La première consistait à remplacer la dose d'alun par la quantité d'ADN que les cellules auraient relâchée
en présence de cet adjuvant. « On a pu observer que l'intensité de la réponse humorale était quasiment la
même que lorsque le vaccin contient de l'alun. Cela signifie que l'ADN lui-même booste très fort le système
immunitaire », explique le chercheur. La seconde expérience visait à observer l'effet de la suppression
de l'ADN libre sur l'efficacité du vaccin. Pour ce faire les scientifiques ont injecté chez des souris de l'alun
mais également de la DNase, une enzyme qui dégrade l'ADN lorsqu'il se trouve à l'extérieur des cellules.
Résultat : « Là on perdait la réponse immunitaire ! », révèle Christophe Desmet.

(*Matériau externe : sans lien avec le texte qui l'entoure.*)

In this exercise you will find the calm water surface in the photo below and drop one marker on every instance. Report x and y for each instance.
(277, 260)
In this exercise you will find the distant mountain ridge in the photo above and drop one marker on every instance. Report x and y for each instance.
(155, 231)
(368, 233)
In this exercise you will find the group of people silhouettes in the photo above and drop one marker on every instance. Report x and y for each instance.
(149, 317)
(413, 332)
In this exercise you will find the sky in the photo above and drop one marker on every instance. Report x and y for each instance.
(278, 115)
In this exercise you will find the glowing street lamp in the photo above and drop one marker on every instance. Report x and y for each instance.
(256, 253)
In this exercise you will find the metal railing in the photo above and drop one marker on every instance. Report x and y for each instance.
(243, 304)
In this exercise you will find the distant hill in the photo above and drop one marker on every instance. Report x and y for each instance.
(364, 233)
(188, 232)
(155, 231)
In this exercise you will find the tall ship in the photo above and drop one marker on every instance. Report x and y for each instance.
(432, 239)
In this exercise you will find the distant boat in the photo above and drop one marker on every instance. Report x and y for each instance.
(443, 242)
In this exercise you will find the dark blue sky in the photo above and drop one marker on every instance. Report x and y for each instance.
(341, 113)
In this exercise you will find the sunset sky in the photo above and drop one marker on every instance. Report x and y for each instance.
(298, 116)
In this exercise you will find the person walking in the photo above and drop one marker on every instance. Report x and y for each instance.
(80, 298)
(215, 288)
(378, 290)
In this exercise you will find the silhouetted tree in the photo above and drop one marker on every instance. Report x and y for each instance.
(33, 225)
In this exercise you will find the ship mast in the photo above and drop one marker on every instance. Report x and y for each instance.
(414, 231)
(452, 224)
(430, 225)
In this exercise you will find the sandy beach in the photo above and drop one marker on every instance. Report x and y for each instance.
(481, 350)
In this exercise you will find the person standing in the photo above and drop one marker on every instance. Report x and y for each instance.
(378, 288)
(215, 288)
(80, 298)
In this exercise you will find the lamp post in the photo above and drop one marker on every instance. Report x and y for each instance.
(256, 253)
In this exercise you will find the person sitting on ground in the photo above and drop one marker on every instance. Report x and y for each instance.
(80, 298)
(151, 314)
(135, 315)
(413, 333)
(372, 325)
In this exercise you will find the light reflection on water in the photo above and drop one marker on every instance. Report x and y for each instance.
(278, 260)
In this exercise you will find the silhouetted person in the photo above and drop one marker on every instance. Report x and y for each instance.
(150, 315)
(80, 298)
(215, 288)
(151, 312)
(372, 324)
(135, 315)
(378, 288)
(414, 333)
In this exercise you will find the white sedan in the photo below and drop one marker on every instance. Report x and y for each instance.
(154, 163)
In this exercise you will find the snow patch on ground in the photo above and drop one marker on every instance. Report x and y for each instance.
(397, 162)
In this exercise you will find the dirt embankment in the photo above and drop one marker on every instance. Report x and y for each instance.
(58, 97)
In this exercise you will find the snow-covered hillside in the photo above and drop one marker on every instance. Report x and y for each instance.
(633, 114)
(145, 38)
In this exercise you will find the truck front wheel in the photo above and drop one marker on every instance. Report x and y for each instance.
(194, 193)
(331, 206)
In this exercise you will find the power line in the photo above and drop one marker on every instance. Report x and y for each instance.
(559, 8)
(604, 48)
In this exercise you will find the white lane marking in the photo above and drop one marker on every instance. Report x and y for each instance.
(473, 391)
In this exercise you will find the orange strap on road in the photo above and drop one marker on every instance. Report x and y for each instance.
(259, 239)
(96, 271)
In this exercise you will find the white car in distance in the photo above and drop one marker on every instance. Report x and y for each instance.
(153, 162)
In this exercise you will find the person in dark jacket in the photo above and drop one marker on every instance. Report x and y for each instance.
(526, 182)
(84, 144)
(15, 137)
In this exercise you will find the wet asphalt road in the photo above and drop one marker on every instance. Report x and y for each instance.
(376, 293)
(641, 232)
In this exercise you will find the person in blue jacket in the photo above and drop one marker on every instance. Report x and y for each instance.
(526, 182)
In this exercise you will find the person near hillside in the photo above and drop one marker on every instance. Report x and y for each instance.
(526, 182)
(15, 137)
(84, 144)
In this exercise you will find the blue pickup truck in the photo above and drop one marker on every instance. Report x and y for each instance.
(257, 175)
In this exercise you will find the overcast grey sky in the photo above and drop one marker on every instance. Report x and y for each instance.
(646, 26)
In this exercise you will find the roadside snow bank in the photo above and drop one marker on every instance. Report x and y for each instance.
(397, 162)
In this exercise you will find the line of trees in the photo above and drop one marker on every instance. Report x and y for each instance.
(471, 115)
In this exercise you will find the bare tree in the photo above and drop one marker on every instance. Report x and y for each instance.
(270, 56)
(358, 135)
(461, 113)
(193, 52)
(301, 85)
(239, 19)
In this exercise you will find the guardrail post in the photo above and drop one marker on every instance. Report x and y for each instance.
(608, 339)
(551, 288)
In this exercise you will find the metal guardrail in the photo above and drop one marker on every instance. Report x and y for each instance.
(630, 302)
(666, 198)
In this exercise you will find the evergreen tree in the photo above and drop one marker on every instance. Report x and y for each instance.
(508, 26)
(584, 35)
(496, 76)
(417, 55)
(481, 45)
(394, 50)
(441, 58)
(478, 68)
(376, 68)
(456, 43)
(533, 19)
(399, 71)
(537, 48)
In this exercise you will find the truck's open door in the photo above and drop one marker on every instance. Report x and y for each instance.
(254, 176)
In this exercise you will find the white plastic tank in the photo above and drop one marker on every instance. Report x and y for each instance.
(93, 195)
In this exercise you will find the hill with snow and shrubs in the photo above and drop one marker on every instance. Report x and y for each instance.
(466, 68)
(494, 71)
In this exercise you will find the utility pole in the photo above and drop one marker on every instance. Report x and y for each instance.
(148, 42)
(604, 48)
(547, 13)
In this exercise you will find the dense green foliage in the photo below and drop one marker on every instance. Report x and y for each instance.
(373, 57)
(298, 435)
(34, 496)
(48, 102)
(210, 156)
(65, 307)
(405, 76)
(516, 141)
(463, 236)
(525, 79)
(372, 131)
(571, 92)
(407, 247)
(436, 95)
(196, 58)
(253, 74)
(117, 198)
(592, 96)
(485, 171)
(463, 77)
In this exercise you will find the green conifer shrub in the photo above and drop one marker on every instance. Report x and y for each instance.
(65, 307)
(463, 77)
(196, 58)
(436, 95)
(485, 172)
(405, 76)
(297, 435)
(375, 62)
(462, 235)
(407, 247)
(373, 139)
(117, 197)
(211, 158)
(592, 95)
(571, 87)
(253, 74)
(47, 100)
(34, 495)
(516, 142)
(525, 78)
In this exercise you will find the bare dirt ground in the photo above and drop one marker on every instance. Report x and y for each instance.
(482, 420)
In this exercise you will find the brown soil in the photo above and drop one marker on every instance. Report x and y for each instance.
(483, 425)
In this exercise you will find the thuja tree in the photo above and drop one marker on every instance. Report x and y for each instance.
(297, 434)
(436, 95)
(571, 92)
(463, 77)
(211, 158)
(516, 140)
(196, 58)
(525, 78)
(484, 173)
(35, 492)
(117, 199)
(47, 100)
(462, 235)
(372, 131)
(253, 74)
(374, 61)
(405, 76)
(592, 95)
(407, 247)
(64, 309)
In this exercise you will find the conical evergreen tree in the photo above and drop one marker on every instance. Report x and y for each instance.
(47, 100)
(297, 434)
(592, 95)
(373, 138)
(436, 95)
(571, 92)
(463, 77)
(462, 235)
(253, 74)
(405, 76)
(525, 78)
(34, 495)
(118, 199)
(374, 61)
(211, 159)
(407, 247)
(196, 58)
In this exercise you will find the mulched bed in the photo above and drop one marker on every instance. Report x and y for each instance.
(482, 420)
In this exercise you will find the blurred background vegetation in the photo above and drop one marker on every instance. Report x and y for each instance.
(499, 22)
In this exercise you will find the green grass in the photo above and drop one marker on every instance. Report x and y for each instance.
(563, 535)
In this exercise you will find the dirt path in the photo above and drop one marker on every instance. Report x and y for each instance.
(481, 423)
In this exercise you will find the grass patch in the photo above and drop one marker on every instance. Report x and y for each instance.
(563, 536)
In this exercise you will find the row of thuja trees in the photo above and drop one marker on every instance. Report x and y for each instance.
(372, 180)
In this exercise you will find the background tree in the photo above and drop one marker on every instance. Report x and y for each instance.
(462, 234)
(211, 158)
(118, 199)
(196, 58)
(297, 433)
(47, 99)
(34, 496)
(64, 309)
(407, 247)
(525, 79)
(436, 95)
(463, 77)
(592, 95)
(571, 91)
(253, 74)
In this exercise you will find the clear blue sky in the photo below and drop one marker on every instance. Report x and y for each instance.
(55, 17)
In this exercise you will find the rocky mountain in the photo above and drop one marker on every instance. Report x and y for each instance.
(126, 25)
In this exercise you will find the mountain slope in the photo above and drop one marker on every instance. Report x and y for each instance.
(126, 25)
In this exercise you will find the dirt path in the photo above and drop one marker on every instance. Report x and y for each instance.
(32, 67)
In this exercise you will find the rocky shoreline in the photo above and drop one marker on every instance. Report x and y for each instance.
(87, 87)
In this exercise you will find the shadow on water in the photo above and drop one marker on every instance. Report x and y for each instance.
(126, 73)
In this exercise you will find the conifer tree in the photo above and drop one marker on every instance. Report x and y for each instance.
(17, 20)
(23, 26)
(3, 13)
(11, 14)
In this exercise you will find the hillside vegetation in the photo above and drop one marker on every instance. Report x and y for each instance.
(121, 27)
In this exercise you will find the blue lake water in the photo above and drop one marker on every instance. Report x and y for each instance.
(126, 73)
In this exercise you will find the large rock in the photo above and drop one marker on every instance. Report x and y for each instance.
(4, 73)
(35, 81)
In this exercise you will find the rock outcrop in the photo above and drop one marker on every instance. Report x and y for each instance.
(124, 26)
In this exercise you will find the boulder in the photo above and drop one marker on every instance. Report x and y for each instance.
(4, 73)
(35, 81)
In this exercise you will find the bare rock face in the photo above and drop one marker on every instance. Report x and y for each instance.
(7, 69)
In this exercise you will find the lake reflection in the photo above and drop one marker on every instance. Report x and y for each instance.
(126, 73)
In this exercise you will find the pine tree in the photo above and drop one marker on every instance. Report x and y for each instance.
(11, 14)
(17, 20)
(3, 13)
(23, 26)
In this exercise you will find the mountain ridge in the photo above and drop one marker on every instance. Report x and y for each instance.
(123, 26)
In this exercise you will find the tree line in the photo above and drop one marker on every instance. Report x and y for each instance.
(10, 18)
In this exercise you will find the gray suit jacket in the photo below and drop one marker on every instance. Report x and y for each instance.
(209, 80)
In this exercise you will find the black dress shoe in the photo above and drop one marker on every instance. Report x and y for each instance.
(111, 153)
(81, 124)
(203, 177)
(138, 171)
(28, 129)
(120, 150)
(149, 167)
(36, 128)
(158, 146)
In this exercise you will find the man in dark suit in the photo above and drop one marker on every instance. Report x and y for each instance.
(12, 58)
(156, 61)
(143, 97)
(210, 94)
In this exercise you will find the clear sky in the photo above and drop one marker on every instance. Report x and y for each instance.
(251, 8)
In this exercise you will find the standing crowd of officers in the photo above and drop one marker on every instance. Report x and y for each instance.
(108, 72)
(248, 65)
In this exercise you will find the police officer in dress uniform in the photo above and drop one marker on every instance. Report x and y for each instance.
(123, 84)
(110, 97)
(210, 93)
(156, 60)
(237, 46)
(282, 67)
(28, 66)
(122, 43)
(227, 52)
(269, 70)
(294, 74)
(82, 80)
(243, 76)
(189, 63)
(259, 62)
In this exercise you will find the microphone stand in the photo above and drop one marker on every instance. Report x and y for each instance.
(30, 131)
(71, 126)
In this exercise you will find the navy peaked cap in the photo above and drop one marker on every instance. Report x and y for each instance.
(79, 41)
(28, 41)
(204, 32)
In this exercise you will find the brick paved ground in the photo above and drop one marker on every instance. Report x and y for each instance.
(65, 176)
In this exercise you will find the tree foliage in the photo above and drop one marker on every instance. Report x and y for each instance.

Ces travaux, menés en collaboration avec des chercheurs japonais de l'université d'Osaka, font l'objet
d'une publication dans la revue Nature Medicine (2). La découverte de cet acteur inattendu qu'est notre
ADN dans la vaccination permet d'une part de mieux comprendre le fonctionnement des vaccins actuels.
D'autre part, elle devrait aider à la création de nouveaux adjuvants à l'action très ciblée et efficace pour les
vaccins du futur.
(1) Thomas Marichal, Denis Bedoret, Claire Mesnil, Muriel Pichavant, Stanislas Goriely, François Trottein,
Didier Cataldo, Michel Goldman, Pierre Lekeux, Fabrice Bureau & Christophe J Desmet. Interferon response
factor 3 is essential for house dust mite-induced airway allergy. J Allergy Clin Immunol 2010 Jul 29.
(2) Thomas Marichal, Keiichi Ohata, Denis Bedoret, Claire Mesnil, Catherine Sabatel, Kouji Kobiyama, Pierre
Lekeux, Cevayir Coban, Shizuo Akira, Ken J Ishii, Fabrice Bureau & Christophe J Desmet. DNA released from
dying host cells mediates aluminum adjuvant activity. Nat Med. 2011 Jul 17.